One of the main works, which closed out the first half of the concert was Mozart's Piano Concerto #21.  Also known as the 'Elvira Madigan', it is probably the best-known of his piano concertos.  Again, I've heard this piece countless times so this likely coloured my judgment of it.  I will say that it was great to see this piece conducted from the keyboard by ESO conductor Bill Eddins, a practice you don't see as often these days, and he wrote his own cadenza which I also rather enjoyed.  Now there were a couple of flubbed notes before the cadenza and I did find the bass section a little overpowering (Five double basses for a Mozart piece).  There was also the little matter of an audience member's cellphone going off just as the first movement ended, something I find extremely annoying, though Mr. Eddins handled it graciously enough and even made a small joke about it afterwards about how the ring tone could have at LEAST been Beethoven.  

And since I've touched on the subject of the audience, I really don't mean to sound like pedant here, but I did want to mention one practice I find highly irritated (other than errant cell phones), specifically applauding between movements, something that also occurred with the symphony that concluded the evening.    It's long been a practice that the only time this is done is after the first movement, particularly for a difficult piece or for a particularly well-done cadenza.  Applauding after every movement is something I find distracting and while normally I wouldn't make a huge deal out of it, when it happens after every single movement, it's a tad frustrating.  Those silences between movements are there for a reason.
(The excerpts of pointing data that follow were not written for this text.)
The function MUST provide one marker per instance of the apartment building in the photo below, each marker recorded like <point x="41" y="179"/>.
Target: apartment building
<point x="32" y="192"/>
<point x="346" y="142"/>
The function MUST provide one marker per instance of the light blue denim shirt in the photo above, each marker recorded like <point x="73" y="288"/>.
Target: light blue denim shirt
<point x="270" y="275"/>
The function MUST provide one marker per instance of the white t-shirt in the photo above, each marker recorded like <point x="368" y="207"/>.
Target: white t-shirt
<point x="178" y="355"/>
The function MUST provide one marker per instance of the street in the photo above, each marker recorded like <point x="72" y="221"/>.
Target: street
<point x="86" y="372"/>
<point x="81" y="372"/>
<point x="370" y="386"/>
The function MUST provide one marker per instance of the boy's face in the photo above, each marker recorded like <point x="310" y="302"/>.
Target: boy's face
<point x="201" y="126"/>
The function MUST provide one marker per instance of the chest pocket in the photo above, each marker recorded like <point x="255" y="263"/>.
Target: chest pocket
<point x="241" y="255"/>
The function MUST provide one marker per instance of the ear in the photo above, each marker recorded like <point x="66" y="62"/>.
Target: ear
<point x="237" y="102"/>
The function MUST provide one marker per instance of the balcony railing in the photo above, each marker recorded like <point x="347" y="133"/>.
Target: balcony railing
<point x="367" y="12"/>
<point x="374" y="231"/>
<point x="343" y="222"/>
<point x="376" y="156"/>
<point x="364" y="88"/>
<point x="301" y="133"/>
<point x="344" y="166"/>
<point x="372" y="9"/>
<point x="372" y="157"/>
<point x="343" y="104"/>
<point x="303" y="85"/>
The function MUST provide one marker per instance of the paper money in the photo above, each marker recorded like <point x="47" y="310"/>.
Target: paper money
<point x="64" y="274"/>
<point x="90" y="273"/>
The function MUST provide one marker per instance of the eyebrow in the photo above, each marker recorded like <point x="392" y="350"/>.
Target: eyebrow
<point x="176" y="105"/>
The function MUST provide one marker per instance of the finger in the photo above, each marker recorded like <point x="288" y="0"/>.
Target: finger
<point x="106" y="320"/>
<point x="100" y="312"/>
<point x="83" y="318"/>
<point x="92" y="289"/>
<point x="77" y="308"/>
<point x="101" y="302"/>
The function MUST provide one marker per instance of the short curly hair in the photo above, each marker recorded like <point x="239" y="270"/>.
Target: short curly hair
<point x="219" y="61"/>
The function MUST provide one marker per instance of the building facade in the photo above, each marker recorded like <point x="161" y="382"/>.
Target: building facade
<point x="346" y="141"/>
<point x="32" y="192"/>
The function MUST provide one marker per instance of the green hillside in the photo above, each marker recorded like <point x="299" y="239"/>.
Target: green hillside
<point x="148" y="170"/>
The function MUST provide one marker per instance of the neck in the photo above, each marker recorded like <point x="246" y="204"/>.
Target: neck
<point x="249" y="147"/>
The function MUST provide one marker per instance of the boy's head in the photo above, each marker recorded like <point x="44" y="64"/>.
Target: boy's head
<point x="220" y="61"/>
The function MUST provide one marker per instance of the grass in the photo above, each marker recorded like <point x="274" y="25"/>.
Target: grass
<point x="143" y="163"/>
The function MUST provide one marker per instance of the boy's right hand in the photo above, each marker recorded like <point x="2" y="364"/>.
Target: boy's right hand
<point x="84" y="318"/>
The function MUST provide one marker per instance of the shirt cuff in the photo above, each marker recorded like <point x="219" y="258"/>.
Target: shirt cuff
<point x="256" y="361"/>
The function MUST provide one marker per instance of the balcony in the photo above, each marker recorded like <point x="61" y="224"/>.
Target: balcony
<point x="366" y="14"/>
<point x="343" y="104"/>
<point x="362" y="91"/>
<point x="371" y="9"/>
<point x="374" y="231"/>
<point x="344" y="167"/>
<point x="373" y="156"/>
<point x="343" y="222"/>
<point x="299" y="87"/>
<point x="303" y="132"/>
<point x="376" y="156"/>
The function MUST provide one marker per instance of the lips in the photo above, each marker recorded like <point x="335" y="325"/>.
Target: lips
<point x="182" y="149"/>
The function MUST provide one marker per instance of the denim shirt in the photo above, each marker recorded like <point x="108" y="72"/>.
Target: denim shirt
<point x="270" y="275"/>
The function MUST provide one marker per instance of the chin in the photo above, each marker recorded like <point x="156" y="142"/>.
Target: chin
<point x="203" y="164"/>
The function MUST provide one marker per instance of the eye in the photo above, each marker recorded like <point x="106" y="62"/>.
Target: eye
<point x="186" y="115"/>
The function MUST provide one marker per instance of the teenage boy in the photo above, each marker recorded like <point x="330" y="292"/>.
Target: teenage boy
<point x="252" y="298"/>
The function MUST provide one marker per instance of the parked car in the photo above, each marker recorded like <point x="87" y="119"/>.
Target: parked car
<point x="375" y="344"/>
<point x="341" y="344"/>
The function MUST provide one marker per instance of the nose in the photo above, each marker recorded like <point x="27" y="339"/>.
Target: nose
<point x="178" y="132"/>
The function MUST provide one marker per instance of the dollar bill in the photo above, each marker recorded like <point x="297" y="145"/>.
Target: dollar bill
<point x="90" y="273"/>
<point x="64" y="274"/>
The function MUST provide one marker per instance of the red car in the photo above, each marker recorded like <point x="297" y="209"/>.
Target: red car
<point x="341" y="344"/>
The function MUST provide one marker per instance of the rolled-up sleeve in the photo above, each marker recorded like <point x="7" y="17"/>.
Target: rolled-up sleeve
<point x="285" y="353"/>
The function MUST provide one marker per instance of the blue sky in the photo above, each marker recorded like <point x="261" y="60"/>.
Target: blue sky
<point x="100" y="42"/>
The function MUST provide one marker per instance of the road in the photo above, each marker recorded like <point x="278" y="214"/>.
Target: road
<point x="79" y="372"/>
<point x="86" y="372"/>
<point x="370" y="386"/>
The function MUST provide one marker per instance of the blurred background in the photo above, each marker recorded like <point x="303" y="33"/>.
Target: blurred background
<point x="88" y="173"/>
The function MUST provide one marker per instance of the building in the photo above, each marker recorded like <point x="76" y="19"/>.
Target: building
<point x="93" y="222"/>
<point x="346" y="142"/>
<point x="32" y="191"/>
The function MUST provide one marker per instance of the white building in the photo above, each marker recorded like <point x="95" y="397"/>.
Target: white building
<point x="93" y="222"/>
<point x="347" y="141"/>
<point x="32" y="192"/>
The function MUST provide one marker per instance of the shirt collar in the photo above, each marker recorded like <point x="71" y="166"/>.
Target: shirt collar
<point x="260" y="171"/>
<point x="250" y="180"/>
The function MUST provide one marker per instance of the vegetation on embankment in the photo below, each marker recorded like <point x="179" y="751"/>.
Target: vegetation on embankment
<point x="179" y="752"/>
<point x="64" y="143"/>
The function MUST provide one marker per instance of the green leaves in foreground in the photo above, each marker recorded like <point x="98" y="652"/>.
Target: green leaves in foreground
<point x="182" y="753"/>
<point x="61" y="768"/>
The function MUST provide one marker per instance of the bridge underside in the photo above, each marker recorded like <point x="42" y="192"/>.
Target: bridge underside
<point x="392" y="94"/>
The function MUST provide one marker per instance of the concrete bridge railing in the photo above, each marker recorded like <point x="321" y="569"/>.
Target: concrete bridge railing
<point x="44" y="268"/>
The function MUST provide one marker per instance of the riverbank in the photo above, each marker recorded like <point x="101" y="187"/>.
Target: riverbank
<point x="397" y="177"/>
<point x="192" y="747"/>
The evening concluded with the Symphony #35, the 'Haffner'.  Among his nicknamed symphonies, this is one of favourites (another would be the 'Prague Symphony' which features well in the 1985 movie 'Amadeus')  A well-balanced piece throughout though I found the 3rd movement a tad too fast for my taste but no big deal.  My biggest gripe with the piece was that it was over-conducted....way over-conducted.  I can understand conductors getting in to the moment so to speak but I often wonder if this can be over-used to cover up a poor performance.  I'm not saying this was the case here by any means but I do find it disappointing when I leave a performance hall and overhear people talking about the conductor's antics rather than the music itself.  

So a bit more detail about the concert than what I usually write but I grew up listening to Mozart piano concertos and symphonies and was fortunate to study quite a few of them in university so I suppose I've developed very strong opinions about what I like.  Overall, it was nice to hear Mozart since I didn't have an opportunity to hear any during any of my spring concerts.  While I did appreciate this concert, I do have to admit to being a tad disappointed at times.

Since I really wanted to fit this photo in but really had no good place to mention it, I'll include it here. I had a great view of the recently opened Rogers Centre from the top floor of my hotel across the street.  With luck, I might be able to catch an Oilers game this season.